Interdiction du démarchage téléphonique non consenti : une nouvelle ère pour les consommateurs

À partir du 11 août 2023, une réforme significative entre en vigueur en France, visant à interdire le démarchage téléphonique sans consentement préalable des consommateurs. Cette initiative, présentée comme une réponse à la frénésie des appels indésirables, est saluée par de nombreux Français qui aspirent à une protection accrue contre ces sollicitation intrusives.

EN BREF

  • L’interdiction du démarchage téléphonique non consenti s’applique dès le 11 août 2023.
  • 97% des Français se disent agacés par ces appels, selon un sondage.
  • Des sanctions allant jusqu’à 1,5 million d’euros sont prévues pour les entreprises non conformes.

Odile, enseignante de 65 ans en Franche-Comté, témoigne des désagréments causés par ces appels incessants. « C’est vraiment envahissant », confie-t-elle à l’AFP, évoquant des situations où elle s’est même sentie obligée de parler de « harcèlement » pour interrompre ses interlocuteurs. Ce sentiment est partagé par une majorité de la population : selon un sondage réalisé par l’observatoire de la consommation Que Choisir Ensemble, plus d’un tiers des Français affirment recevoir des appels sur leur téléphone mobile chaque jour.

La réforme impose que toute entreprise souhaitant démarcher un consommateur doit obtenir son consentement explicite au préalable, sauf en cas de contrat actif avec le démarché ou pour la vente d’abonnements de presse écrite. Cette évolution marque un passage d’un régime d’opposition à un régime de consentement préalable, comme l’explique le ministère de l’Économie. Le consentement peut être obtenu via différentes méthodes, y compris lors d’un achat ou par le biais d’un formulaire, où la Commission nationale de l’informatique et des libertés (Cnil) recommande l’utilisation d’une case à cocher.
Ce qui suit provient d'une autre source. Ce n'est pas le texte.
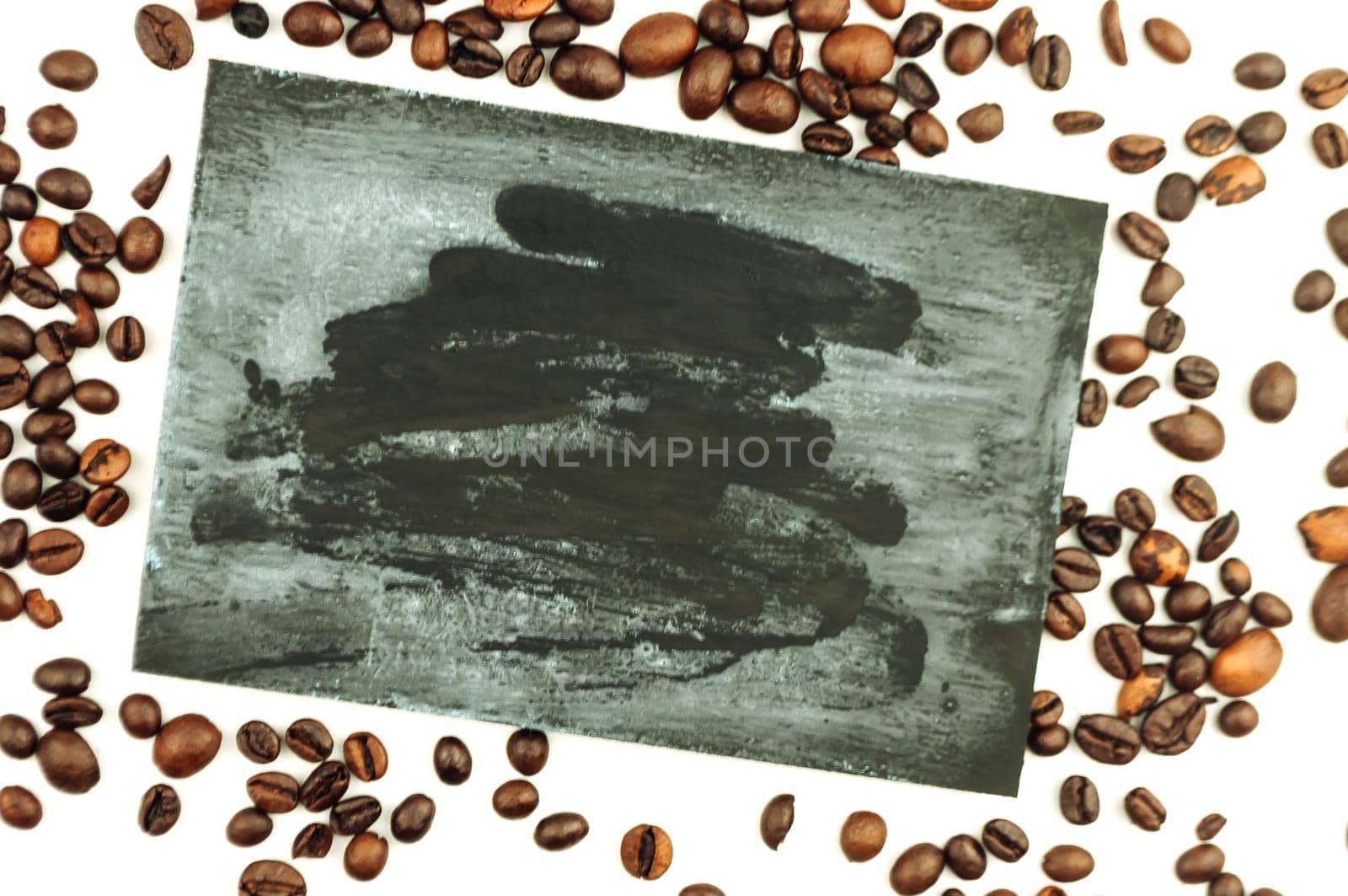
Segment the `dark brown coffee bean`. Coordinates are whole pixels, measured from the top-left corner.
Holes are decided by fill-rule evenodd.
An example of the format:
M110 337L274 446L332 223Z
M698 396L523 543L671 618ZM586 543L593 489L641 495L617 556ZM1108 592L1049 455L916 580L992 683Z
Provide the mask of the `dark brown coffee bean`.
M117 718L127 734L147 741L163 726L163 715L159 710L159 700L148 694L131 694L117 707Z
M291 858L326 858L333 847L333 829L321 822L306 824L290 845Z
M1212 563L1227 549L1235 544L1236 536L1240 534L1240 517L1232 510L1224 517L1215 520L1206 532L1202 533L1202 540L1198 542L1198 560L1202 563Z
M1002 61L1007 65L1020 65L1029 59L1038 28L1039 23L1030 7L1012 9L998 28L998 55Z
M1167 221L1182 221L1198 201L1198 185L1188 174L1167 174L1157 186L1157 215Z
M826 74L817 74L828 78ZM736 84L731 88L727 108L731 111L731 117L741 125L764 134L789 131L801 116L801 101L795 90L768 78Z
M1053 127L1060 134L1092 134L1104 127L1104 116L1099 112L1058 112L1053 116Z
M914 12L899 27L899 34L894 39L894 51L909 58L930 53L931 47L941 39L944 30L945 23L941 16L933 12Z
M1109 586L1109 596L1119 614L1134 625L1147 622L1157 611L1151 591L1134 576L1123 576Z
M1170 250L1170 237L1161 225L1138 212L1127 212L1119 219L1119 239L1134 255L1153 262L1159 262Z
M534 843L551 853L576 846L589 834L589 822L577 812L549 815L534 829Z
M248 799L270 815L280 815L299 806L299 781L282 772L263 772L248 779Z
M168 777L191 777L216 758L220 741L220 729L206 717L179 715L155 735L155 765Z
M473 773L473 756L457 737L439 738L433 758L435 776L445 784L462 784Z
M1128 820L1144 831L1159 831L1166 823L1166 807L1157 799L1157 795L1144 787L1128 791L1123 797L1123 811L1128 814Z
M1175 389L1181 394L1192 394L1202 389L1215 389L1216 367L1208 362L1206 367L1196 364L1192 358L1181 358L1175 364ZM1181 382L1185 387L1181 387ZM1208 391L1211 394L1211 391ZM1227 445L1227 433L1221 421L1212 413L1192 405L1182 414L1173 414L1153 421L1151 435L1155 440L1177 457L1185 460L1212 460L1221 453Z
M53 729L38 741L38 768L62 793L88 793L101 777L98 758L74 731Z
M1259 710L1246 700L1232 700L1221 707L1217 725L1227 737L1246 737L1259 727Z
M1252 90L1271 90L1287 77L1287 66L1273 53L1251 53L1236 63L1235 74Z
M492 793L492 808L510 820L528 818L538 808L538 788L528 781L506 781Z
M1212 843L1202 843L1185 850L1175 860L1175 877L1185 884L1206 884L1221 873L1227 864L1225 854Z
M1073 775L1058 788L1058 808L1072 824L1092 824L1100 818L1100 793L1091 779Z
M1332 109L1348 96L1348 72L1320 69L1301 82L1301 96L1317 109Z

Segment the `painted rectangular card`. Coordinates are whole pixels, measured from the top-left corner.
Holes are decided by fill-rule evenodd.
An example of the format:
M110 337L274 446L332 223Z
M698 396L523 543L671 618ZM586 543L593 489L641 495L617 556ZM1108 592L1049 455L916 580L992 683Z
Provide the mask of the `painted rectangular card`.
M1014 793L1104 219L213 62L136 667Z

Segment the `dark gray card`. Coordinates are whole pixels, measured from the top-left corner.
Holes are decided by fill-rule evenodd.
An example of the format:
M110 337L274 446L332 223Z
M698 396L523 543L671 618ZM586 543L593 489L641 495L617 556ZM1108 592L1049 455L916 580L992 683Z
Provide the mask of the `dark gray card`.
M1104 219L214 62L136 667L1014 793Z

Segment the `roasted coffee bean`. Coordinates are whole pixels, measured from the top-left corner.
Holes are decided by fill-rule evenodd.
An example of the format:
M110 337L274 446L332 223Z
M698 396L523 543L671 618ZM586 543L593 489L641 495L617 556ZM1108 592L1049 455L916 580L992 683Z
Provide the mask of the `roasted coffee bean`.
M31 831L42 823L42 803L27 788L3 787L0 788L0 822L20 831Z
M534 829L534 843L539 849L561 851L576 846L589 834L589 822L577 812L549 815Z
M1320 69L1301 82L1301 96L1317 109L1332 109L1348 96L1348 72Z
M1082 715L1076 739L1086 756L1105 765L1127 765L1142 750L1142 738L1134 727L1113 715Z
M1077 524L1077 537L1091 553L1112 557L1123 544L1123 526L1112 517L1091 515Z
M940 155L950 147L945 125L930 112L911 112L903 120L903 130L907 134L909 146L926 158Z
M1181 358L1175 364L1175 389L1181 394L1196 397L1200 386L1211 394L1216 382L1216 368L1211 362L1206 362L1206 366L1198 364L1201 360ZM1194 461L1212 460L1227 444L1221 421L1197 405L1192 405L1186 413L1154 421L1151 435L1175 456Z
M173 830L182 815L182 802L178 791L167 784L155 784L140 797L140 811L136 823L146 834L160 837Z
M1157 611L1157 602L1151 598L1151 591L1134 576L1123 576L1109 586L1109 596L1119 614L1134 625L1147 622Z
M998 28L998 55L1007 65L1020 65L1030 58L1034 35L1039 28L1030 7L1018 7Z
M253 862L239 876L239 896L305 896L305 878L284 862Z
M1061 725L1030 729L1030 734L1026 735L1026 746L1035 756L1057 756L1068 749L1070 742L1072 733Z
M1109 161L1126 174L1150 171L1165 158L1165 140L1144 134L1120 136L1109 144Z
M1092 134L1104 127L1104 116L1099 112L1058 112L1053 116L1053 127L1060 134Z
M291 858L325 858L333 847L333 829L321 822L306 824L290 845Z
M1039 38L1030 49L1030 78L1043 90L1061 90L1072 74L1072 51L1055 34Z
M945 842L945 866L960 880L979 880L988 869L983 845L968 834L956 834Z
M1224 696L1250 696L1268 684L1282 665L1282 644L1268 629L1252 629L1221 648L1208 679Z
M890 887L900 896L923 893L945 870L945 853L933 843L910 846L890 869Z
M445 784L462 784L473 773L473 756L457 737L439 738L433 758L435 776Z
M1147 344L1136 336L1105 336L1096 345L1096 362L1111 374L1131 374L1147 362Z
M220 739L220 729L206 717L179 715L155 735L155 765L168 777L191 777L216 758Z
M820 77L828 78L822 73ZM789 131L801 116L801 101L795 90L768 78L736 84L731 88L727 108L731 111L731 117L741 125L764 134Z
M88 793L98 784L98 758L74 731L53 729L38 741L38 768L62 793Z
M163 726L163 715L159 710L159 700L148 694L131 694L117 707L117 718L127 734L147 741Z
M894 51L909 58L930 53L931 47L941 39L944 30L945 23L941 16L933 12L914 12L899 27L899 34L894 39Z
M1198 185L1188 174L1166 174L1157 186L1157 215L1167 221L1182 221L1193 213Z
M1254 90L1270 90L1287 77L1287 66L1273 53L1251 53L1235 69L1236 81Z
M1153 262L1159 262L1170 250L1170 237L1161 225L1138 212L1127 212L1119 219L1119 239L1134 255Z
M1144 787L1128 791L1123 797L1123 811L1128 814L1128 820L1144 831L1159 831L1166 823L1166 807Z
M256 3L240 3L229 12L229 18L235 31L249 40L256 40L271 28L271 18Z
M142 7L136 13L136 43L147 59L170 72L187 65L194 49L187 20L158 3Z
M1175 860L1175 877L1185 884L1206 884L1221 873L1225 864L1227 857L1220 849L1212 843L1201 843Z
M26 760L38 750L38 731L22 715L0 715L0 753Z
M976 105L956 119L956 124L975 143L987 143L1002 134L1002 107L996 103Z
M1100 564L1081 548L1058 548L1053 555L1053 580L1065 591L1093 591L1100 584Z
M1194 633L1186 625L1144 625L1138 629L1142 646L1153 653L1178 656L1193 648Z
M1246 737L1259 727L1259 710L1246 700L1232 700L1221 707L1217 725L1227 737Z

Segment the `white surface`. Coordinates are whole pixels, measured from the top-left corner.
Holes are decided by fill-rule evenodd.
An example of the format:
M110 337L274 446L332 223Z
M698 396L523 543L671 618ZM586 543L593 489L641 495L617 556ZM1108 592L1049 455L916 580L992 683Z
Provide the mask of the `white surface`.
M190 12L186 0L173 3ZM1127 254L1112 233L1119 213L1151 213L1155 184L1171 170L1196 177L1211 165L1190 154L1184 130L1200 115L1220 113L1233 124L1263 109L1278 109L1289 121L1283 146L1260 157L1270 190L1254 201L1216 209L1205 201L1185 224L1167 224L1173 248L1167 260L1188 278L1171 308L1189 329L1182 354L1201 354L1221 368L1221 385L1204 403L1227 424L1225 453L1200 466L1217 490L1224 507L1240 513L1242 536L1233 555L1254 569L1255 590L1282 595L1297 614L1286 629L1287 660L1278 679L1252 698L1262 723L1243 741L1216 729L1215 712L1198 746L1177 758L1143 753L1124 768L1105 768L1086 760L1074 746L1057 758L1027 757L1020 799L996 799L728 761L669 750L609 744L574 737L553 738L549 766L538 776L542 806L537 818L563 810L584 812L590 835L578 847L547 854L530 841L531 822L504 822L489 810L492 789L511 771L503 744L508 729L493 725L418 717L380 708L213 687L132 675L131 648L136 614L139 565L144 544L151 486L151 463L159 428L159 408L167 345L177 296L191 192L200 105L206 59L224 58L423 89L537 109L590 115L643 124L794 148L797 132L767 138L737 128L721 112L706 123L683 119L675 104L674 76L656 81L630 78L627 89L603 104L582 103L551 88L546 78L520 90L504 77L469 81L448 70L430 73L410 62L408 38L373 61L349 57L342 45L325 50L293 46L280 30L288 5L267 0L272 30L249 42L235 34L228 19L194 23L197 54L179 72L162 72L139 53L132 38L136 0L5 0L0 4L0 104L8 107L3 138L24 159L22 182L47 167L62 165L89 175L94 184L92 211L113 225L140 213L128 193L164 152L174 175L154 209L168 237L158 269L143 277L123 275L123 297L100 314L104 327L117 314L135 314L146 325L148 349L132 364L115 364L102 348L75 356L78 378L106 376L124 397L123 406L105 418L80 414L75 444L98 436L123 441L136 464L123 483L132 495L132 511L111 530L94 532L78 520L73 528L86 537L84 563L58 579L40 582L55 598L66 621L54 632L36 632L20 619L0 625L0 712L39 718L43 696L28 684L32 667L55 656L80 656L94 668L89 695L102 703L106 717L86 731L102 765L102 783L89 795L74 797L51 791L35 761L0 756L0 784L23 784L39 795L46 810L42 826L19 833L0 826L0 873L5 892L94 893L113 883L156 892L232 893L239 872L259 858L286 858L294 834L313 816L294 812L276 819L271 839L240 850L224 839L224 824L247 804L244 780L257 771L233 748L233 731L251 718L283 729L291 719L321 718L340 739L369 729L388 745L388 776L375 785L352 788L380 797L386 812L410 792L425 791L438 804L430 837L417 846L394 843L388 870L367 885L348 880L340 846L322 862L302 862L313 893L461 892L461 893L677 893L686 884L710 881L732 896L749 893L888 893L887 874L894 858L918 841L944 841L957 833L977 834L991 818L1007 816L1030 834L1031 856L1018 865L989 861L988 874L961 885L952 876L931 892L961 885L971 896L1004 887L1035 893L1046 885L1038 866L1043 850L1072 842L1088 847L1097 860L1092 877L1068 891L1085 893L1201 892L1181 887L1174 858L1194 843L1193 826L1205 814L1220 811L1231 819L1217 838L1227 851L1228 869L1242 876L1247 891L1274 887L1285 896L1343 892L1348 880L1348 780L1343 745L1348 718L1343 707L1343 680L1348 645L1318 640L1309 625L1309 599L1326 567L1308 559L1295 521L1308 510L1343 502L1322 476L1324 463L1348 444L1344 426L1344 359L1348 343L1335 331L1329 312L1302 314L1291 308L1297 279L1313 267L1329 270L1345 291L1348 270L1324 239L1325 217L1348 204L1348 169L1321 167L1309 148L1309 134L1321 120L1343 120L1348 104L1324 113L1298 96L1301 78L1324 66L1348 65L1344 36L1348 8L1336 0L1270 4L1254 0L1202 0L1186 4L1127 0L1124 30L1132 62L1109 63L1100 46L1099 3L1095 0L1041 0L1035 4L1039 34L1061 34L1073 50L1072 81L1060 93L1038 90L1026 70L1007 70L993 55L977 73L960 78L941 61L940 47L921 62L933 73L942 93L937 113L952 135L952 150L921 159L906 144L898 151L903 165L1016 186L1104 200L1111 204L1111 235L1101 264L1100 289L1091 328L1093 347L1112 332L1140 333L1150 309L1138 301L1147 263ZM433 7L445 16L461 4ZM586 30L582 39L616 49L627 24L650 9L682 9L696 15L700 0L619 0L613 22ZM979 22L995 31L1014 4L1007 0L985 13L957 13L934 0L910 0L910 13L936 9L946 31L961 22ZM853 0L853 22L875 20L861 0ZM1188 65L1161 61L1142 39L1148 15L1169 15L1194 42ZM751 39L767 42L776 20L754 19ZM883 23L891 34L892 23ZM504 53L524 40L522 26L511 26L499 42ZM806 36L809 61L817 59L818 35ZM101 76L86 93L66 93L44 84L38 61L49 51L77 47L96 57ZM1235 84L1231 67L1246 53L1273 50L1289 62L1289 78L1277 90L1254 92ZM964 109L999 101L1007 130L998 140L973 146L954 125ZM46 103L63 103L80 119L73 147L40 151L27 138L24 120ZM1096 109L1107 119L1093 135L1062 138L1050 124L1054 112ZM860 120L848 124L860 138ZM1140 177L1112 169L1105 159L1109 140L1122 134L1147 132L1166 138L1170 158ZM427 135L434 140L435 135ZM372 159L372 163L379 163ZM857 209L864 215L864 209ZM59 217L59 216L58 216ZM883 221L875 221L883 227ZM15 228L18 240L18 228ZM18 250L11 255L18 259ZM247 264L248 259L239 259ZM69 258L53 271L62 285L73 285ZM30 321L46 317L15 298L5 313ZM1299 375L1301 398L1293 416L1268 426L1247 410L1246 393L1252 372L1282 359ZM1202 526L1185 521L1169 495L1175 476L1193 471L1151 441L1146 422L1180 410L1186 403L1169 389L1174 356L1154 356L1140 372L1166 383L1135 410L1111 408L1104 426L1078 430L1073 445L1069 493L1082 495L1093 510L1108 513L1117 490L1136 486L1155 501L1162 528L1181 536L1190 548ZM1093 360L1088 370L1095 372ZM1111 395L1127 378L1104 378ZM4 414L15 429L22 409ZM16 445L15 455L27 447ZM24 514L30 525L36 514ZM1123 556L1104 563L1105 582L1123 575ZM19 569L23 587L38 576ZM1193 578L1217 594L1216 565L1198 567ZM1159 598L1159 594L1158 594ZM1104 588L1082 600L1089 632L1116 621ZM1091 711L1111 711L1115 681L1096 667L1091 638L1070 644L1046 641L1039 684L1057 690L1068 706L1066 722ZM225 748L204 773L175 783L185 810L178 827L152 839L139 833L135 812L143 791L160 780L150 761L150 744L128 738L116 722L116 706L132 691L148 691L163 704L166 717L187 711L209 714L225 731ZM441 785L430 773L430 750L442 734L462 737L473 750L472 780L460 788ZM279 768L303 776L305 764L288 753ZM1057 812L1057 788L1072 773L1085 773L1100 787L1103 818L1095 826L1073 829ZM1136 785L1150 787L1170 810L1159 834L1144 834L1126 820L1123 795ZM770 853L758 839L758 815L775 793L797 795L797 824L782 850ZM848 865L837 850L842 818L860 808L886 816L890 845L865 865ZM663 826L674 839L675 860L669 874L647 884L625 876L617 862L617 843L632 824ZM387 831L387 815L376 827ZM133 870L137 866L146 870ZM142 883L144 881L144 883Z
Benjamin Recher, responsable des relations institutionnelles de Que Choisir Ensemble, se réjouit de cette avancée, considérée comme « une grande victoire » pour la protection des consommateurs. Toutefois, il précise que bien que cette réforme devrait réduire le nombre d’appels non désirés, elle ne les éliminera pas complètement, notamment ceux provenant de l’étranger.

Les mesures précédentes, comme l’instauration en 2016 du service Bloctel, qui permettait aux consommateurs de s’opposer au démarchage téléphonique, n’ont pas suffi. Ce service, désormais obsolète, sera supprimé le 11 août. La réforme actuelle, saluée comme un changement de philosophie, vise à répondre à une demande croissante des consommateurs pour une meilleure protection face à ce type de sollicitation.

Actuellement, le démarchage est interdit uniquement pour des secteurs spécifiques, tels que la rénovation énergétique ou l’adaptation des logements. Cependant, d’autres secteurs continuent d’avoir la possibilité de contacter des consommateurs qui ne sont pas inscrits sur Bloctel. Avec cette réforme, l’ambiguïté entre les appels légitimes et ceux frauduleux devrait également se réduire. Benjamin Recher souligne que tout appel d’une entreprise sans consentement préalable peut être considéré comme une fraude.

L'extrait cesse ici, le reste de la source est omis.